To make our weekends even sweeter, we folks at the 11th floor decided to have a small party. Ok, its not a small party, its the small group of people who camp right outside one of the top executives cabin who have decided to make Friday's all more memorable and enjoyable.

We ensure that every Friday one of the murgas gets slaughtered, meaning every Friday one of the group has to treat the rest of the group, the menu can be anything and it must include vegetarian and non vegetarian items, veg because 3 members of our cult are vegetarians and non veg because I fucking said so and I will not fill my tummy with vegetarian snacks, no freaking way.

Manish and I drafted a mail so that everyone is in the loop, we don't want people chickening out from their responsibilities after all that is all I get to hear in the office. "Why don't you take some responsibility? Who is responsible for this? Why do people run away from owning up and taking responsibility"

You want responsibility and ownership? You got it!

The mail is drafted and sent across to the survivors who want to bring back happiness and joy to the 11th floor. Mr Poddar, Head of Finance 11th floor, Mr K, the kind of deo ordering and overall nice guy who is the butt of all our jokes. Ms. Enakshi Podder, Assistant Head of Consumer insights, Ms. Tanya Abraham, Brand manager of VLC (11th floor only), Tuhin/Tauheen da Super head Consumer insights and then there is Naveen who seems to be developing more dark circles than those seen during Pacific Rim when the Kaijus were ravaging earth. Manish is the final piece of the puzzle, he is basically the head of Operations making sure everyone is in line and that the finance team has released the budget for bringing in the food. Of course no party is complete without a bit of craziness and thats where I come in, form ordering the food for everyone to making sure everyone is here to start the party! 

Our wining and dining starts post 6:30 PM when work is a little less and the weekend feeling is coming. The food comes and everyone hogs, with me throwing in a couple of stupid veg jokes just to piss Mr K off. Then I do my little act of freaking people out by acting a little OTT, that is what gets the ball rolling. 

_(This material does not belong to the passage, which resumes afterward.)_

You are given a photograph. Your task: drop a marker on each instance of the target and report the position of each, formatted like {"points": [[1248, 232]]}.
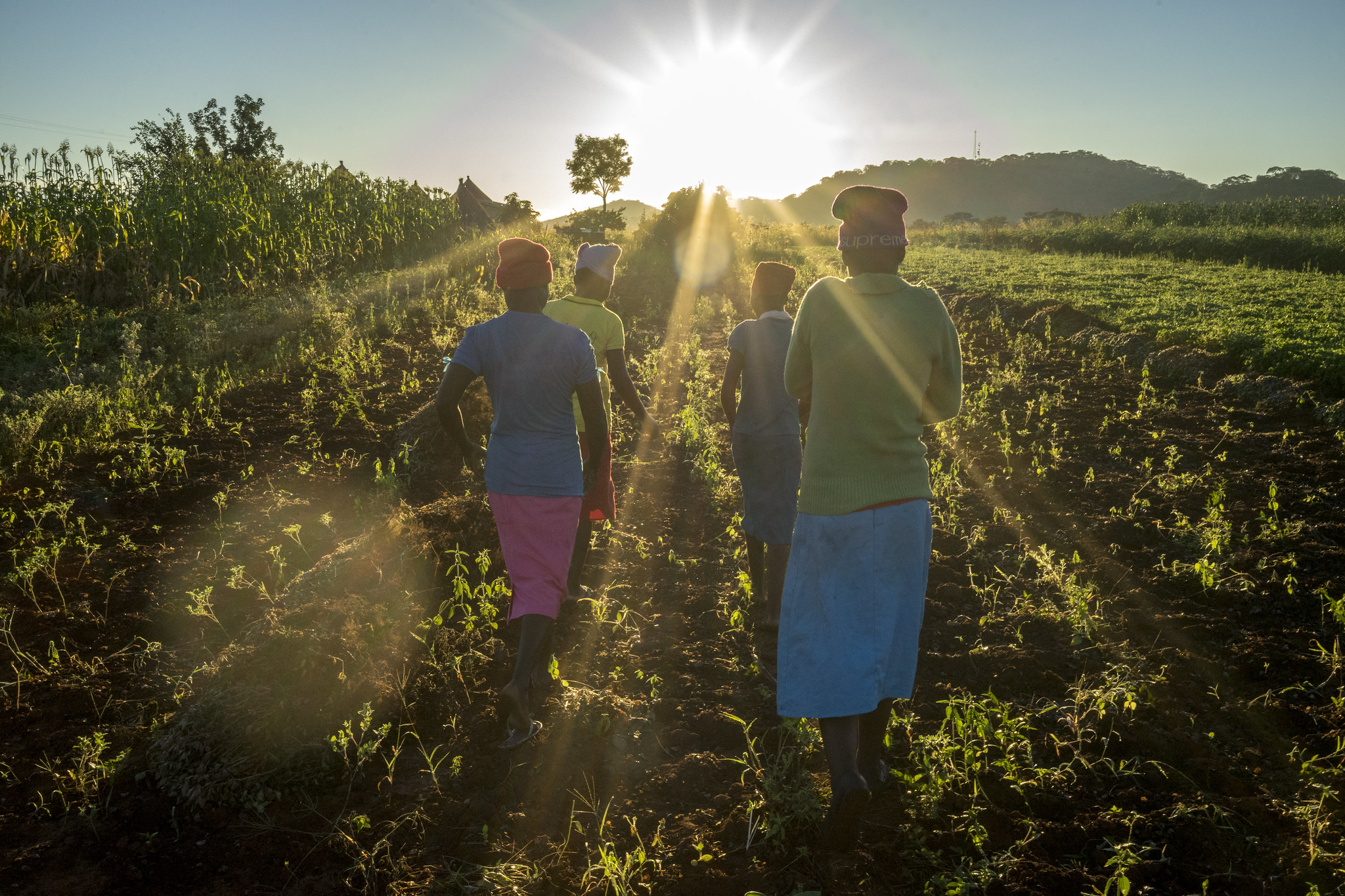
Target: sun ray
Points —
{"points": [[571, 51], [790, 46]]}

This party helps us to relax a lot, preparing for the weekend, our menu includes momos, noodles, chicken, sandwiches, KFC. Yes even KFC is part of the menu, those are the best days but we don't complain as long we get to fill our tummies. We have to do this because the snacks we get in office are absolutely whack. By whack I mean yuck.

Unfortunately this party does have its limitations, often one member of the group is missing and that is when the party does not work out so well, we need everyone and I guess its this tight knit bunch that actually makes office more bearable than what it is. Kudos to our group for all the madness we do, without this we, well I would have been absolutely jacked in office.